11. We then find that in so far as the offence registered against the applicants is concerned, the facts disclosed in the FIR and the order made by the Sub-Divisional Magistrate show that there is a prima facie case against the applicants, as they had allegedly ploughed the Gayran land, cleared the green grass meant for animal grazing and not only that, they finally spread the insecticide over the grass lands. The applicants themselves say that they have encroached on the Gayran lands and, therefore, we have no doubt in our mind that an offence under section 447 read with section 34 is clearly made out. That being so, we make the following order:-
[a] Criminal Application No. 516 of 2015 is dismissed summarily.

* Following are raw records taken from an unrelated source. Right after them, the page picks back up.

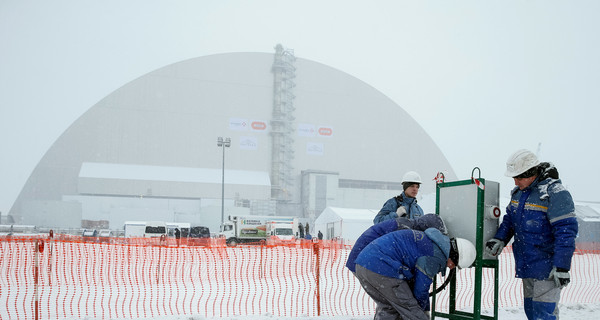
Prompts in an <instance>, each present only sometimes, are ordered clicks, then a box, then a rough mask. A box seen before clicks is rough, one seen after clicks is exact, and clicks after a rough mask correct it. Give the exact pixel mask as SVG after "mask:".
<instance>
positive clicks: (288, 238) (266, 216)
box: [220, 216, 298, 246]
mask: <svg viewBox="0 0 600 320" xmlns="http://www.w3.org/2000/svg"><path fill="white" fill-rule="evenodd" d="M297 227H298V218H296V217H284V216H229V219H228V221H225V222H224V223H223V225H222V226H221V234H220V236H222V237H224V238H225V239H226V242H227V245H229V246H236V245H237V244H238V243H244V242H261V241H265V242H266V241H267V240H281V241H292V240H295V237H294V231H295V230H296V228H297Z"/></svg>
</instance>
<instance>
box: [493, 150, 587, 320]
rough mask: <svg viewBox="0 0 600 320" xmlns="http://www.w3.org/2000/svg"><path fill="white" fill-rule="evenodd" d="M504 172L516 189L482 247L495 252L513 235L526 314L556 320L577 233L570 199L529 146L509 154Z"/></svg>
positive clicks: (518, 271) (574, 246) (514, 191)
mask: <svg viewBox="0 0 600 320" xmlns="http://www.w3.org/2000/svg"><path fill="white" fill-rule="evenodd" d="M505 175H506V176H508V177H512V178H513V179H514V181H515V186H516V187H515V188H514V189H513V190H512V191H511V199H510V203H509V204H508V206H507V207H506V214H505V215H504V218H503V220H502V223H501V224H500V227H499V228H498V231H497V232H496V235H495V236H494V238H492V239H491V240H489V241H488V242H486V245H485V251H486V253H488V254H489V255H492V256H496V255H498V254H500V252H501V251H502V249H503V248H504V246H505V245H506V244H507V243H508V242H509V241H510V240H511V239H514V242H513V255H514V257H515V268H516V277H517V278H521V279H522V281H523V297H524V300H525V301H524V308H525V314H526V315H527V318H528V319H558V301H559V300H560V291H561V289H562V288H564V287H565V286H567V284H569V282H570V281H571V279H570V275H569V270H570V269H571V258H572V257H573V252H574V251H575V238H576V236H577V232H578V224H577V219H576V217H575V205H574V203H573V199H572V198H571V194H570V193H569V191H567V190H566V189H565V187H564V186H563V185H562V183H561V181H560V180H559V178H558V170H556V168H555V167H554V166H553V165H552V164H551V163H548V162H540V161H539V160H538V158H537V156H536V155H535V154H533V153H532V152H531V151H529V150H525V149H521V150H517V151H516V152H515V153H514V154H512V155H511V156H510V157H509V158H508V160H507V162H506V173H505Z"/></svg>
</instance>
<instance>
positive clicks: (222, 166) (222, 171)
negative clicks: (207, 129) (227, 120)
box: [217, 137, 231, 226]
mask: <svg viewBox="0 0 600 320" xmlns="http://www.w3.org/2000/svg"><path fill="white" fill-rule="evenodd" d="M230 145H231V139H230V138H225V140H223V137H218V138H217V147H221V148H223V165H222V167H221V226H223V222H225V147H227V148H229V146H230Z"/></svg>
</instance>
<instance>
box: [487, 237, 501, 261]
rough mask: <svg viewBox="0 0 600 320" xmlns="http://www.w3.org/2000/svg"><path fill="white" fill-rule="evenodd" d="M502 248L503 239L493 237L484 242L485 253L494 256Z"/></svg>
mask: <svg viewBox="0 0 600 320" xmlns="http://www.w3.org/2000/svg"><path fill="white" fill-rule="evenodd" d="M502 249H504V241H502V240H499V239H496V238H493V239H490V240H489V241H488V242H486V243H485V253H487V254H488V255H490V256H492V257H495V256H497V255H499V254H500V252H502Z"/></svg>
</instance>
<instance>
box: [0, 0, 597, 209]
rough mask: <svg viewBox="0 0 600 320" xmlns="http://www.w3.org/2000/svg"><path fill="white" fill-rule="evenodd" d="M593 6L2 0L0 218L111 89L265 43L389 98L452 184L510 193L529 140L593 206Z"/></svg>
mask: <svg viewBox="0 0 600 320" xmlns="http://www.w3.org/2000/svg"><path fill="white" fill-rule="evenodd" d="M598 13H600V1H595V0H590V1H548V0H544V1H399V0H389V1H349V0H328V1H324V0H302V1H300V0H296V1H285V0H268V1H267V0H253V1H243V0H238V1H227V0H204V1H199V0H189V1H172V0H165V1H159V0H155V1H151V0H137V1H125V0H102V1H100V0H98V1H84V0H71V1H64V0H62V1H61V0H53V1H46V0H34V1H32V0H0V46H1V47H0V110H1V114H0V115H1V116H0V141H1V144H0V152H1V156H0V172H1V175H0V211H1V212H2V214H3V215H5V214H6V213H7V212H8V211H9V210H10V207H11V206H12V203H13V202H14V200H15V199H16V197H17V195H18V193H19V192H20V190H21V188H22V187H23V185H24V184H25V182H26V180H27V178H28V177H29V175H30V174H31V172H32V171H33V169H34V168H35V166H36V165H37V163H38V162H39V161H40V159H41V158H42V157H43V155H44V153H45V152H46V151H47V150H48V149H49V148H50V147H51V145H52V144H53V143H54V141H55V140H56V139H57V138H58V137H59V136H60V135H61V134H62V133H63V132H64V131H65V130H66V129H67V128H68V127H69V126H70V125H71V124H72V123H73V122H74V121H75V120H76V119H77V118H79V117H80V116H81V115H82V114H83V113H85V112H86V111H87V110H88V109H89V108H91V107H92V106H93V105H94V104H96V103H97V102H98V101H99V100H101V99H102V98H104V97H106V96H107V95H109V94H110V93H111V92H113V91H114V90H116V89H118V88H119V87H121V86H123V85H124V84H126V83H128V82H130V81H132V80H134V79H136V78H138V77H140V76H142V75H144V74H146V73H148V72H151V71H153V70H156V69H158V68H161V67H164V66H166V65H169V64H173V63H176V62H179V61H182V60H186V59H191V58H196V57H200V56H205V55H211V54H219V53H227V52H266V53H273V52H274V49H273V48H274V46H275V45H276V44H277V43H281V44H283V45H284V47H286V48H290V49H293V50H294V52H295V55H296V57H299V58H303V59H308V60H312V61H317V62H320V63H323V64H326V65H329V66H331V67H333V68H336V69H339V70H341V71H343V72H346V73H348V74H350V75H352V76H354V77H357V78H359V79H361V80H362V81H364V82H366V83H367V84H369V85H371V86H373V87H374V88H376V89H377V90H379V91H381V92H382V93H383V94H385V95H387V96H388V97H390V98H391V99H392V100H393V101H395V102H396V103H397V104H398V105H400V106H401V107H402V108H404V110H406V111H407V112H408V113H409V114H410V115H411V116H412V117H413V118H414V119H415V120H416V121H417V122H418V123H419V124H420V125H421V126H422V127H423V128H424V129H425V131H427V133H428V134H429V135H430V136H431V137H432V139H433V140H434V141H435V143H436V144H437V145H438V147H439V148H440V149H441V150H442V152H443V153H444V154H445V155H446V157H447V159H448V160H449V162H450V164H451V165H452V166H453V168H454V170H455V172H456V174H457V176H458V178H459V179H460V180H463V179H468V178H470V176H471V171H472V169H473V168H474V167H479V168H480V169H481V176H482V177H483V178H486V179H488V180H493V181H498V182H500V185H501V192H502V196H508V192H509V190H510V189H511V188H512V185H513V182H512V179H509V178H506V177H504V175H503V173H504V168H505V161H506V159H507V157H508V156H509V155H510V154H511V153H512V152H514V151H515V150H517V149H520V148H527V149H530V150H532V151H534V152H537V151H538V147H539V146H541V148H540V149H539V150H540V153H539V155H540V158H541V160H542V161H550V162H553V163H554V164H555V165H556V166H557V168H558V170H559V172H560V174H561V178H562V180H563V183H564V184H565V185H566V186H567V188H568V189H569V190H570V191H571V193H572V194H573V197H574V198H575V200H578V201H600V196H599V195H598V193H597V192H596V188H595V186H596V181H597V167H598V161H599V160H598V159H600V150H599V148H598V142H597V141H596V140H597V138H598V137H599V134H598V129H597V128H598V126H597V123H598V121H600V120H599V119H600V111H599V108H598V102H599V97H600V37H599V36H598V32H599V31H600V19H598ZM364 129H365V130H377V129H378V128H364ZM402 139H411V137H410V136H405V137H403V136H399V137H398V140H400V141H401V140H402ZM414 151H415V152H418V150H414ZM384 152H385V150H382V153H384ZM369 156H373V155H369ZM391 169H393V168H391ZM432 178H433V177H423V179H432ZM383 200H384V199H382V201H383Z"/></svg>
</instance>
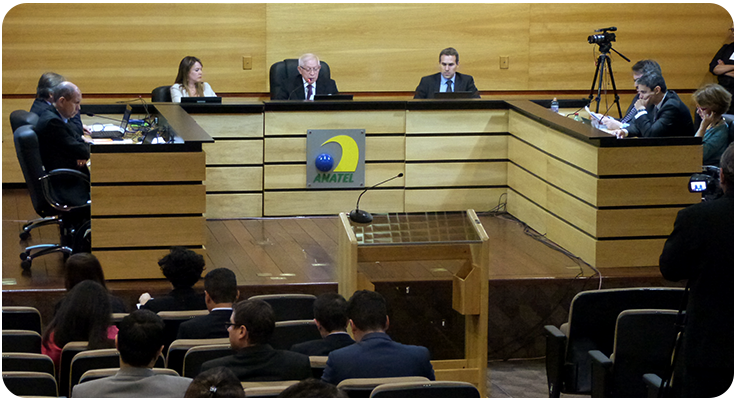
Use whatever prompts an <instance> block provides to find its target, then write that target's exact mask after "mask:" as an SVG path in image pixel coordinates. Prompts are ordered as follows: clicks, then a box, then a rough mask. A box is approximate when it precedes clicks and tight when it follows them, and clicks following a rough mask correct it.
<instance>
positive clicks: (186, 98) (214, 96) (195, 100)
mask: <svg viewBox="0 0 736 401" xmlns="http://www.w3.org/2000/svg"><path fill="white" fill-rule="evenodd" d="M181 102H182V103H218V104H219V103H222V97H220V96H190V97H183V98H181Z"/></svg>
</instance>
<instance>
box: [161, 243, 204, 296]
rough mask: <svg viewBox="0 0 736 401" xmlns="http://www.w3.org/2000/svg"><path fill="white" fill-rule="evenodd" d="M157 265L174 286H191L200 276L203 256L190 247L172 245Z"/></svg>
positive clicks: (185, 286) (201, 267)
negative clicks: (186, 248)
mask: <svg viewBox="0 0 736 401" xmlns="http://www.w3.org/2000/svg"><path fill="white" fill-rule="evenodd" d="M158 265H159V266H161V271H162V272H163V274H164V276H166V278H167V279H169V281H170V282H171V284H172V285H173V286H174V288H191V287H192V286H193V285H194V284H196V283H197V281H199V279H200V278H202V272H203V271H204V257H203V256H202V255H200V254H198V253H196V252H194V251H192V250H190V249H186V248H183V247H174V248H171V250H170V252H169V254H168V255H166V256H164V257H163V258H162V259H161V260H159V261H158Z"/></svg>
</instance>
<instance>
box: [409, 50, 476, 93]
mask: <svg viewBox="0 0 736 401" xmlns="http://www.w3.org/2000/svg"><path fill="white" fill-rule="evenodd" d="M459 65H460V55H459V54H458V52H457V50H455V49H454V48H452V47H448V48H447V49H444V50H442V51H441V52H440V71H441V72H438V73H436V74H433V75H428V76H426V77H423V78H422V80H421V81H419V86H417V89H416V92H415V93H414V99H433V98H434V94H435V92H473V93H474V95H473V97H475V98H480V95H479V94H478V89H477V88H476V87H475V81H473V77H472V76H470V75H464V74H461V73H459V72H457V71H456V70H457V68H458V67H459Z"/></svg>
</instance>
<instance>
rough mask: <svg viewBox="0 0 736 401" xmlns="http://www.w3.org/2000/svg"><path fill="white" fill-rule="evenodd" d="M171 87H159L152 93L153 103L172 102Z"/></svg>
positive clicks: (151, 101) (151, 93)
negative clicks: (171, 96) (160, 102)
mask: <svg viewBox="0 0 736 401" xmlns="http://www.w3.org/2000/svg"><path fill="white" fill-rule="evenodd" d="M170 101H171V85H165V86H159V87H158V88H156V89H154V90H152V91H151V102H170Z"/></svg>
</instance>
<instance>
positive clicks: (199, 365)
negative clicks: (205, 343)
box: [182, 342, 233, 378]
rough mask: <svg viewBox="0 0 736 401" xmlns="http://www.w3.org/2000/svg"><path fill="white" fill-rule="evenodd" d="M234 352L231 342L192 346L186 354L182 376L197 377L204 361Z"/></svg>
mask: <svg viewBox="0 0 736 401" xmlns="http://www.w3.org/2000/svg"><path fill="white" fill-rule="evenodd" d="M232 354H233V350H232V349H231V348H230V343H229V342H228V343H227V344H213V345H198V346H196V347H192V348H190V349H189V350H188V351H187V353H186V354H185V355H184V366H183V367H182V373H183V374H182V376H184V377H191V378H195V377H196V376H197V375H198V374H199V371H200V369H201V368H202V364H203V363H205V362H207V361H211V360H213V359H217V358H221V357H223V356H228V355H232Z"/></svg>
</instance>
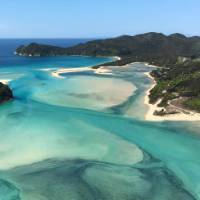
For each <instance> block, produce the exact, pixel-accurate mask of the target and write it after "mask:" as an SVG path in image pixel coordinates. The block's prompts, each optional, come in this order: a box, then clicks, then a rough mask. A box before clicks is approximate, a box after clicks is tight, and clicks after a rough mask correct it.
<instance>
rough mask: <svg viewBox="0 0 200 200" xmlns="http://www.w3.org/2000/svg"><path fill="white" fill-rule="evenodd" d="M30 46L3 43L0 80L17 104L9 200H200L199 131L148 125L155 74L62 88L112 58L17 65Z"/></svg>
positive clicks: (1, 128) (9, 126) (2, 139)
mask: <svg viewBox="0 0 200 200" xmlns="http://www.w3.org/2000/svg"><path fill="white" fill-rule="evenodd" d="M30 41H31V42H32V41H33V40H0V55H1V56H0V79H9V80H10V82H9V86H10V87H11V88H12V90H13V93H14V96H15V99H14V100H13V101H10V102H8V103H6V104H3V105H1V106H0V200H51V199H52V200H100V199H101V200H122V199H123V200H133V199H134V200H147V199H148V200H193V199H200V190H199V188H200V172H199V166H200V154H199V149H200V140H199V124H198V123H186V122H182V123H181V122H147V121H145V120H144V114H145V112H146V111H147V107H145V105H144V104H143V100H144V94H145V91H146V90H147V89H148V88H149V87H150V86H151V81H150V80H149V79H148V78H147V77H145V76H144V74H143V73H144V72H146V71H150V70H151V69H150V68H149V67H146V66H145V65H144V64H142V63H141V64H133V65H131V66H130V67H112V68H110V70H112V74H110V75H106V74H104V75H97V74H94V73H93V72H83V73H81V72H78V73H73V74H72V73H68V74H65V75H64V77H63V78H62V79H61V78H56V77H53V76H51V72H52V71H53V70H56V69H59V68H61V67H62V68H63V67H65V68H74V67H82V66H91V65H96V64H100V63H104V62H107V61H110V60H112V59H113V58H95V57H81V56H66V57H45V58H29V57H27V58H26V57H18V56H15V55H13V51H14V49H15V47H16V46H18V45H20V44H24V43H28V42H30ZM37 41H38V40H37ZM84 41H85V40H40V41H39V42H41V43H48V44H55V45H60V46H61V45H62V46H68V45H72V44H76V43H79V42H84Z"/></svg>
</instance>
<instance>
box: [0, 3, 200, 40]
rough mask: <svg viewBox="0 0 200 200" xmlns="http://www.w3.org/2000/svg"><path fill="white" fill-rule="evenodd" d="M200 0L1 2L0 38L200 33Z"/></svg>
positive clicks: (107, 36) (106, 36)
mask: <svg viewBox="0 0 200 200" xmlns="http://www.w3.org/2000/svg"><path fill="white" fill-rule="evenodd" d="M199 9H200V0H0V38H102V37H115V36H119V35H124V34H129V35H135V34H140V33H145V32H152V31H153V32H162V33H165V34H171V33H176V32H179V33H183V34H186V35H200V12H199Z"/></svg>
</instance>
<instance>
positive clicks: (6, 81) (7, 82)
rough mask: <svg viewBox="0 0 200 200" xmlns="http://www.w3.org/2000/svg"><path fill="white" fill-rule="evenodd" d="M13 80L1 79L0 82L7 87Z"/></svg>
mask: <svg viewBox="0 0 200 200" xmlns="http://www.w3.org/2000/svg"><path fill="white" fill-rule="evenodd" d="M10 81H11V80H10V79H0V82H1V83H3V84H5V85H7V84H8V83H9V82H10Z"/></svg>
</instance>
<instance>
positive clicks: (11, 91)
mask: <svg viewBox="0 0 200 200" xmlns="http://www.w3.org/2000/svg"><path fill="white" fill-rule="evenodd" d="M11 99H13V93H12V90H11V89H10V88H9V86H8V85H5V84H3V83H1V82H0V104H2V103H4V102H7V101H9V100H11Z"/></svg>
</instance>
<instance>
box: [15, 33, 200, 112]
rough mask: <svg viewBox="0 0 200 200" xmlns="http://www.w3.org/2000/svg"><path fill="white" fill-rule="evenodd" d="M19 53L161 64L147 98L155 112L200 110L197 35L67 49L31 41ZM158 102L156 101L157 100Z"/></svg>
mask: <svg viewBox="0 0 200 200" xmlns="http://www.w3.org/2000/svg"><path fill="white" fill-rule="evenodd" d="M16 54H18V55H21V56H58V55H87V56H119V57H120V58H121V60H117V61H114V62H110V63H106V64H105V65H108V66H109V65H116V66H121V65H125V64H129V63H132V62H148V63H149V64H151V65H156V66H160V68H158V69H156V70H154V71H153V72H152V73H151V76H152V77H154V79H155V81H156V86H155V87H154V88H153V89H152V90H151V91H150V95H149V99H150V100H149V101H150V103H151V104H155V103H157V104H158V107H161V108H162V109H161V110H159V111H156V112H155V113H154V114H155V115H168V114H175V113H177V112H179V111H180V109H188V110H194V111H197V112H200V85H199V83H200V37H197V36H194V37H186V36H185V35H182V34H179V33H176V34H172V35H169V36H167V35H164V34H162V33H154V32H151V33H145V34H141V35H136V36H128V35H124V36H120V37H117V38H112V39H104V40H95V41H90V42H87V43H84V44H79V45H76V46H73V47H70V48H62V47H56V46H50V45H42V44H36V43H31V44H29V45H27V46H20V47H19V48H17V49H16ZM98 67H99V66H95V67H94V68H98ZM158 101H159V103H158Z"/></svg>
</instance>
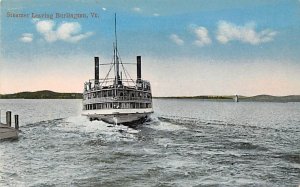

[b] State Govt. is directed to take note of the Govt. Resolution No. dated 12 July, 2011 and the Supreme Court Judgment, on which it is based, and to implement the Supreme Court Judgment and the Resolution at the earliest.
[c] State Govt. shall direct all the Collectors in the State not to regularize any encroachments on Gayran lands and to recall, if any, made as per Clause 9(1)(2) of the said Govt. Resolution No. dated 12 July, 2011, and to take possession of such Gayran lands for grazing of animals.